As the Lake Nona facility grows, what effect will that have on Burnham's San Diego labs?
San Diego has basically been growing itself. As [Burnham President and CEO] Dr. [John] Reed has often said, a rising tide lifts all boats. There is a strategic plan that's been approved by the board of trustees for Burnham that sees growth in San Diego in the areas of cancer, neuroscience, and infectious diseases programs, as well as childhood diseases. There has now been a new center that has been opened in San Diego to address that. These are complementary efforts, but certainly Lake Nona is going to be an opportunity to grow on its own, while still collaborating effectively with the mother ship in San Diego.
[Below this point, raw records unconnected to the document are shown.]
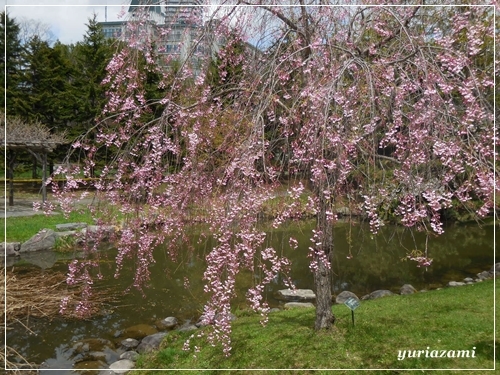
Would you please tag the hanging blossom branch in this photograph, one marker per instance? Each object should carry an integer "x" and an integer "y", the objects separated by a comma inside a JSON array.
[{"x": 372, "y": 109}]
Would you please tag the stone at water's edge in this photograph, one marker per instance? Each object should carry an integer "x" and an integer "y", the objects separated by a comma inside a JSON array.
[
  {"x": 151, "y": 342},
  {"x": 10, "y": 248},
  {"x": 407, "y": 289},
  {"x": 132, "y": 355},
  {"x": 129, "y": 343},
  {"x": 296, "y": 295},
  {"x": 456, "y": 283},
  {"x": 377, "y": 294},
  {"x": 43, "y": 240},
  {"x": 70, "y": 227},
  {"x": 344, "y": 296},
  {"x": 299, "y": 305},
  {"x": 167, "y": 323},
  {"x": 122, "y": 366},
  {"x": 139, "y": 331},
  {"x": 495, "y": 269}
]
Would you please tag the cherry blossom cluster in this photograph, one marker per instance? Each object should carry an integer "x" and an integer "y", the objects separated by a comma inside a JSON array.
[{"x": 366, "y": 106}]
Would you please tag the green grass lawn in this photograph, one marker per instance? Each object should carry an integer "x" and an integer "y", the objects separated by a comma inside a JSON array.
[
  {"x": 20, "y": 229},
  {"x": 449, "y": 319}
]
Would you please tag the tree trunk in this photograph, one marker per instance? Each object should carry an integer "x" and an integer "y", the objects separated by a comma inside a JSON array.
[
  {"x": 322, "y": 281},
  {"x": 323, "y": 271},
  {"x": 11, "y": 159}
]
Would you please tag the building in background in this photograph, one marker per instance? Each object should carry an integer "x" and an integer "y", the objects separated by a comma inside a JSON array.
[{"x": 175, "y": 26}]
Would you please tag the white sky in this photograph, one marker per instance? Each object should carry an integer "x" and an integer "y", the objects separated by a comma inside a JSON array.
[{"x": 66, "y": 18}]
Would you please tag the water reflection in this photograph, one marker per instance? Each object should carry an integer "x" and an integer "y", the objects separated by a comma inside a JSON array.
[{"x": 462, "y": 251}]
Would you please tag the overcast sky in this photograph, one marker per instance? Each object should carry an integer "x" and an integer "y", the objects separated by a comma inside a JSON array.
[{"x": 66, "y": 18}]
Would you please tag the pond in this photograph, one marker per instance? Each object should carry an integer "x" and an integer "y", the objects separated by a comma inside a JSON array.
[{"x": 462, "y": 251}]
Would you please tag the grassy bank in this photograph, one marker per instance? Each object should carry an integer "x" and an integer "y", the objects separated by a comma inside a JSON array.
[
  {"x": 449, "y": 319},
  {"x": 20, "y": 229}
]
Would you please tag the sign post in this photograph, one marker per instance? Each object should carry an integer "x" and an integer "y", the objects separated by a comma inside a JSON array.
[{"x": 352, "y": 303}]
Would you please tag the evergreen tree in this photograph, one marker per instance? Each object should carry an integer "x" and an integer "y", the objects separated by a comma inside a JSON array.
[
  {"x": 46, "y": 84},
  {"x": 10, "y": 61},
  {"x": 91, "y": 58}
]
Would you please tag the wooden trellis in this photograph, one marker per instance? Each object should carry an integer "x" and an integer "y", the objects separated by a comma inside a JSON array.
[{"x": 34, "y": 137}]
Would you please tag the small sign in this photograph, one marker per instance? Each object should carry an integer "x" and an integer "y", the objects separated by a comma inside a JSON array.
[{"x": 352, "y": 303}]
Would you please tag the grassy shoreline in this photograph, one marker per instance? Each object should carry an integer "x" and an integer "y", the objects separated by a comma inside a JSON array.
[{"x": 450, "y": 319}]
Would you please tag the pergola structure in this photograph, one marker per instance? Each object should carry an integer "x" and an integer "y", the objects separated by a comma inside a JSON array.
[{"x": 35, "y": 138}]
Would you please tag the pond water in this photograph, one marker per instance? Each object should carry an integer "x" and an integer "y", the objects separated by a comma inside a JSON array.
[{"x": 462, "y": 251}]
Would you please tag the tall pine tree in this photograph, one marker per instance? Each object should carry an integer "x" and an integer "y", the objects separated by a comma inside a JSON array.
[{"x": 10, "y": 62}]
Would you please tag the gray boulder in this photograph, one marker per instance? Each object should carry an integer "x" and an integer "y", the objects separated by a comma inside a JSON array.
[
  {"x": 139, "y": 331},
  {"x": 299, "y": 305},
  {"x": 344, "y": 296},
  {"x": 456, "y": 283},
  {"x": 167, "y": 323},
  {"x": 129, "y": 343},
  {"x": 43, "y": 240},
  {"x": 377, "y": 294},
  {"x": 151, "y": 342},
  {"x": 485, "y": 275},
  {"x": 407, "y": 289},
  {"x": 67, "y": 233},
  {"x": 132, "y": 355},
  {"x": 122, "y": 366},
  {"x": 102, "y": 232},
  {"x": 495, "y": 269},
  {"x": 296, "y": 295},
  {"x": 187, "y": 327},
  {"x": 70, "y": 227},
  {"x": 10, "y": 248}
]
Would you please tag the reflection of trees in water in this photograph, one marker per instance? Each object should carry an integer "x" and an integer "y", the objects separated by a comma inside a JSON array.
[{"x": 377, "y": 260}]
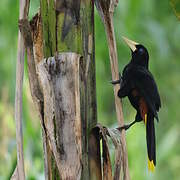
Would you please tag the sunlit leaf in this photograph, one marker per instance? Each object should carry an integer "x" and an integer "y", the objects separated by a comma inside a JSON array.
[{"x": 176, "y": 7}]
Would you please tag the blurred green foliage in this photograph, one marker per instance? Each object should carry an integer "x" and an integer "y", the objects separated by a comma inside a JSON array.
[{"x": 151, "y": 23}]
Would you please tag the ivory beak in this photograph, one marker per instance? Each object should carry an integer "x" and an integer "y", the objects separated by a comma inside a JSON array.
[{"x": 130, "y": 43}]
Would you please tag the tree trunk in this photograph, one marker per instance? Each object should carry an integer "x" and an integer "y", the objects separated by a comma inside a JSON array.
[{"x": 63, "y": 43}]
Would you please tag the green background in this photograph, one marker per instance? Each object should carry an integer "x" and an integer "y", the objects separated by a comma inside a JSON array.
[{"x": 151, "y": 23}]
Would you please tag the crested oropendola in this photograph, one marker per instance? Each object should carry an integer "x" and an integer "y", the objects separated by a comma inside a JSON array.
[{"x": 138, "y": 84}]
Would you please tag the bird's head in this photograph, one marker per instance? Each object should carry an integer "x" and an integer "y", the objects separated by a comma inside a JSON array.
[{"x": 140, "y": 54}]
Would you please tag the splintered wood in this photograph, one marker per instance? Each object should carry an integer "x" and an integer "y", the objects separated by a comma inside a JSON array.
[{"x": 59, "y": 82}]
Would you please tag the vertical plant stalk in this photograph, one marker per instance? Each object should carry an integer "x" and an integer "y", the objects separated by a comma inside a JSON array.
[
  {"x": 106, "y": 11},
  {"x": 24, "y": 9}
]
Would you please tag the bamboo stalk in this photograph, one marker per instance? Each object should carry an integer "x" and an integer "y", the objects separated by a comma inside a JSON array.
[
  {"x": 106, "y": 11},
  {"x": 24, "y": 9}
]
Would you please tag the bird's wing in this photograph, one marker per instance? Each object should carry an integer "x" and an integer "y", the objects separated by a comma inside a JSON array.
[
  {"x": 125, "y": 84},
  {"x": 146, "y": 85}
]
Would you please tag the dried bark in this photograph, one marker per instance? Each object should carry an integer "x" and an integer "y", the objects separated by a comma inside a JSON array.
[
  {"x": 20, "y": 173},
  {"x": 63, "y": 86}
]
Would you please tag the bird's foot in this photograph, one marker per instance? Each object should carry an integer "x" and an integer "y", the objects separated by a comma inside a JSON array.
[
  {"x": 117, "y": 81},
  {"x": 126, "y": 126}
]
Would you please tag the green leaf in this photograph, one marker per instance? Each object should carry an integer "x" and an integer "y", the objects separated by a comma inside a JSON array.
[{"x": 176, "y": 7}]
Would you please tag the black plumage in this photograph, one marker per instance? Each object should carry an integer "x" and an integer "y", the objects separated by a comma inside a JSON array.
[{"x": 138, "y": 84}]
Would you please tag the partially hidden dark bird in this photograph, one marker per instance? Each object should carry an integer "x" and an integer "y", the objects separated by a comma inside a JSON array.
[{"x": 138, "y": 84}]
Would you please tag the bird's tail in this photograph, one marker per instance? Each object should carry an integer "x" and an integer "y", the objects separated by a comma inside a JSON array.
[{"x": 151, "y": 142}]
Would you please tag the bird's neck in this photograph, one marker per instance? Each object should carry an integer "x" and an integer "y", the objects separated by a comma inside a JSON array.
[{"x": 140, "y": 62}]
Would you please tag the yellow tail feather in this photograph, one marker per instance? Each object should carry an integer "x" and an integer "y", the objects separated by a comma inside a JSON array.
[
  {"x": 145, "y": 119},
  {"x": 151, "y": 165}
]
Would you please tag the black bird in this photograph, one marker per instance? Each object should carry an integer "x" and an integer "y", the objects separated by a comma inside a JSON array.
[{"x": 138, "y": 84}]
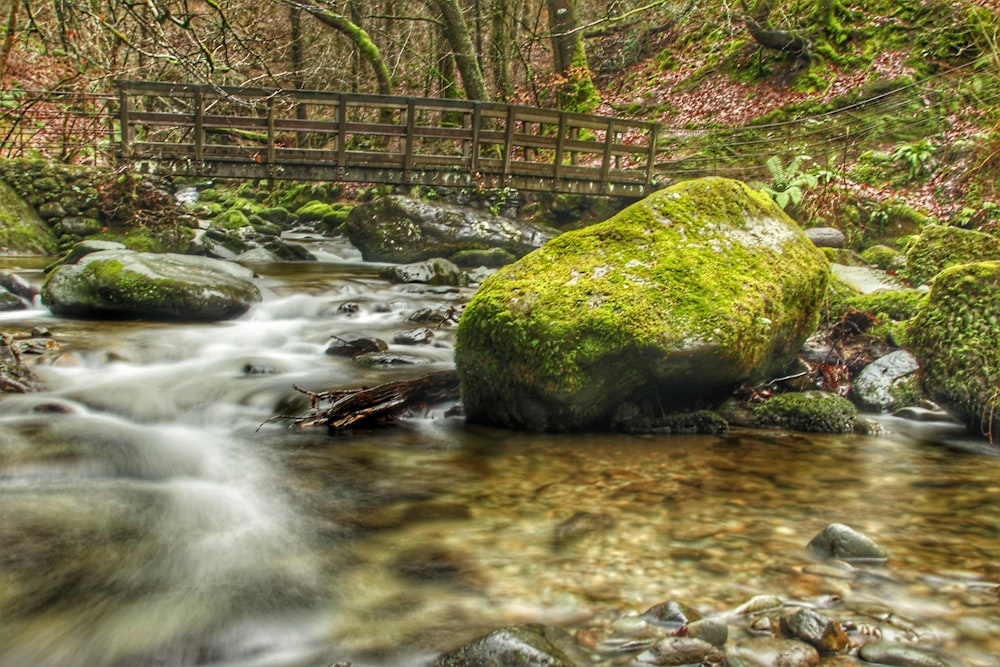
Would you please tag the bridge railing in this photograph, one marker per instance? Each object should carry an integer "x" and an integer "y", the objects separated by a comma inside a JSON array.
[{"x": 270, "y": 133}]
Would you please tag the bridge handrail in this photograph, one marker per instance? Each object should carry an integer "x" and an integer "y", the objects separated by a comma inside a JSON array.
[{"x": 363, "y": 135}]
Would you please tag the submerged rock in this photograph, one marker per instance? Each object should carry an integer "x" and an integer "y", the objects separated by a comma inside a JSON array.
[
  {"x": 840, "y": 541},
  {"x": 403, "y": 229},
  {"x": 133, "y": 285},
  {"x": 668, "y": 305},
  {"x": 529, "y": 645}
]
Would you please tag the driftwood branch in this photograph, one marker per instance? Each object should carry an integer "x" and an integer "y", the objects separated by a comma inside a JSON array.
[{"x": 382, "y": 404}]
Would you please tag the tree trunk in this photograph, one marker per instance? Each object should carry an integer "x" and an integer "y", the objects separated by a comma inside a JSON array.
[
  {"x": 369, "y": 51},
  {"x": 757, "y": 18},
  {"x": 8, "y": 38},
  {"x": 456, "y": 32}
]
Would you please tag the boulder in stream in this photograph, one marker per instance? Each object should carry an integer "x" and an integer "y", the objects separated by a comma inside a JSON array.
[
  {"x": 135, "y": 285},
  {"x": 403, "y": 229},
  {"x": 668, "y": 305}
]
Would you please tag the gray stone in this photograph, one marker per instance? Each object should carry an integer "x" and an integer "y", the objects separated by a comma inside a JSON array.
[
  {"x": 843, "y": 542},
  {"x": 529, "y": 645},
  {"x": 403, "y": 229},
  {"x": 826, "y": 237},
  {"x": 814, "y": 628},
  {"x": 134, "y": 285},
  {"x": 884, "y": 653},
  {"x": 436, "y": 271},
  {"x": 882, "y": 383},
  {"x": 773, "y": 652},
  {"x": 681, "y": 651}
]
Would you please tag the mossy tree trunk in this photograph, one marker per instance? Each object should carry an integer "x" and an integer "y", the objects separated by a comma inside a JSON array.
[
  {"x": 456, "y": 33},
  {"x": 358, "y": 36},
  {"x": 569, "y": 56}
]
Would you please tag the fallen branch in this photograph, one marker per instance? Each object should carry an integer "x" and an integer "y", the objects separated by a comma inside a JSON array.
[{"x": 381, "y": 404}]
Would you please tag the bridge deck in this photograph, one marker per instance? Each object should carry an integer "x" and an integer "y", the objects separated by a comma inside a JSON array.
[{"x": 227, "y": 132}]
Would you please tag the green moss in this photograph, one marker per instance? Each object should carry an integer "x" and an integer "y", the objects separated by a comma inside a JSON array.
[
  {"x": 812, "y": 411},
  {"x": 938, "y": 247},
  {"x": 590, "y": 314},
  {"x": 231, "y": 220},
  {"x": 954, "y": 335}
]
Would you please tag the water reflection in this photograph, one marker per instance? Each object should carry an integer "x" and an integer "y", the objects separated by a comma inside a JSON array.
[{"x": 150, "y": 516}]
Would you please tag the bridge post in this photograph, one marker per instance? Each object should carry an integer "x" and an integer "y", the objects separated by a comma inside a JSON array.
[
  {"x": 508, "y": 143},
  {"x": 654, "y": 135},
  {"x": 199, "y": 129},
  {"x": 560, "y": 147},
  {"x": 609, "y": 139},
  {"x": 124, "y": 108}
]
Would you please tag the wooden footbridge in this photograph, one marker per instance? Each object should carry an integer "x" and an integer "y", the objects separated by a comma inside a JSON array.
[{"x": 248, "y": 133}]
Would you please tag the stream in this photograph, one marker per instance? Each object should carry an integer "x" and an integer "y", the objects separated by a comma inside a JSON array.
[{"x": 152, "y": 513}]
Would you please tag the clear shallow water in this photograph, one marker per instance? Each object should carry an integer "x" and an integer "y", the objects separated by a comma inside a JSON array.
[{"x": 151, "y": 515}]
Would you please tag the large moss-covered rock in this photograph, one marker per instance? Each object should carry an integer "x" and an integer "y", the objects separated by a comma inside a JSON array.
[
  {"x": 22, "y": 231},
  {"x": 134, "y": 285},
  {"x": 956, "y": 337},
  {"x": 939, "y": 247},
  {"x": 667, "y": 305},
  {"x": 403, "y": 229}
]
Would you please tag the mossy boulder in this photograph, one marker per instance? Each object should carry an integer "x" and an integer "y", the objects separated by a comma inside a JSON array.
[
  {"x": 938, "y": 247},
  {"x": 811, "y": 411},
  {"x": 668, "y": 305},
  {"x": 956, "y": 337},
  {"x": 22, "y": 231},
  {"x": 404, "y": 229},
  {"x": 123, "y": 284}
]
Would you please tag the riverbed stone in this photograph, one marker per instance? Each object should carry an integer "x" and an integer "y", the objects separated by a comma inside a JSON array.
[
  {"x": 887, "y": 653},
  {"x": 404, "y": 229},
  {"x": 812, "y": 627},
  {"x": 841, "y": 541},
  {"x": 681, "y": 651},
  {"x": 810, "y": 411},
  {"x": 669, "y": 305},
  {"x": 775, "y": 652},
  {"x": 434, "y": 271},
  {"x": 956, "y": 337},
  {"x": 888, "y": 383},
  {"x": 135, "y": 285},
  {"x": 528, "y": 645}
]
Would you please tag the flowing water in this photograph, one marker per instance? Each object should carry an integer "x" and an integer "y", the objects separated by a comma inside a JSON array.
[{"x": 151, "y": 514}]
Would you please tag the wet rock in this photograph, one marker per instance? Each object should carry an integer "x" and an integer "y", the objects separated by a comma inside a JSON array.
[
  {"x": 17, "y": 286},
  {"x": 354, "y": 344},
  {"x": 579, "y": 526},
  {"x": 757, "y": 604},
  {"x": 389, "y": 359},
  {"x": 671, "y": 614},
  {"x": 826, "y": 237},
  {"x": 681, "y": 651},
  {"x": 822, "y": 632},
  {"x": 422, "y": 336},
  {"x": 840, "y": 541},
  {"x": 139, "y": 285},
  {"x": 884, "y": 653},
  {"x": 713, "y": 630},
  {"x": 436, "y": 271},
  {"x": 888, "y": 383},
  {"x": 557, "y": 340},
  {"x": 403, "y": 229},
  {"x": 431, "y": 563},
  {"x": 773, "y": 652},
  {"x": 10, "y": 301},
  {"x": 811, "y": 411},
  {"x": 529, "y": 645}
]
Our Diabetes and Obesity Research Center is complementary to the four centers of study in La Jolla. But in addition, there are these collaborative efforts [between researchers at both Burnham campuses] that take place. Since this summer, we have the Conrad Prebys Center for Chemical Genomics; it has a base currently in La Jolla, and we're in the process of establishing the screening center here at Lake Nona. And that will be occurring this summer, where we bring in probably the most advanced high throughput screening resources that are available — it's virtually unprecedented for an independent not-for-profit research institute to have this type of equipment. There will be a three-pod, highly flexible robotic screening system for small molecule screening — basically $12 million worth of robots and support services — in our new institute at Burnham Lake Nona here.
When we look at what is coming up ahead, the robot pieces start to get delivered in just a few weeks, and we'll be working on that, and having that center up and running by the end of the summer. There's an example of where there will be collaborative research in the chemical genomics area between Lake Nona and La Jolla, because the center has bases at both campuses.
This is a collaboration between Burnham's East and West Coast campuses. Are there partners from other institutions involved?
We will be doing screening for assays and investigations that are led by Burnham PIs as well as externally. This will be done through one of the biggest NIH grants ever awarded, $98 million. Investigators would apply to NIH for screening funding, and then NIH assigns them to go to one of the four approved comprehensive centers in the US, of which Burnham is one. We will be doing that screening for external PIs.
Another opportunity for collaboration is right here in Orlando, the institute has established a partnership with Florida Hospital regarding a clinical research institute for studying diabetes and cardiovascular disease. Burnham looks at disease at a molecular-cellular level. We really need to have a process by which we take our information, and our discovery, and translate it through into clinical activity. And here's a great opportunity to collaborate with a health provider like Florida Hospital, which is establishing its own clinical research institute. There will be a connection from pretty much the bench to the bedside.
That's the kind of example of what we're trying to establish in Orlando. And it does have connections to Burnham in San Diego, because there are researchers there that are looking at diabetes, and have projects that are relevant to the theme that is here. We also have a connection here between a scientist working here at Burnham and the Harbor branch Oceanographic Institute. We're trying to create synthetic anti-cancer compounds by understanding some of the natural compounds that come from the sea.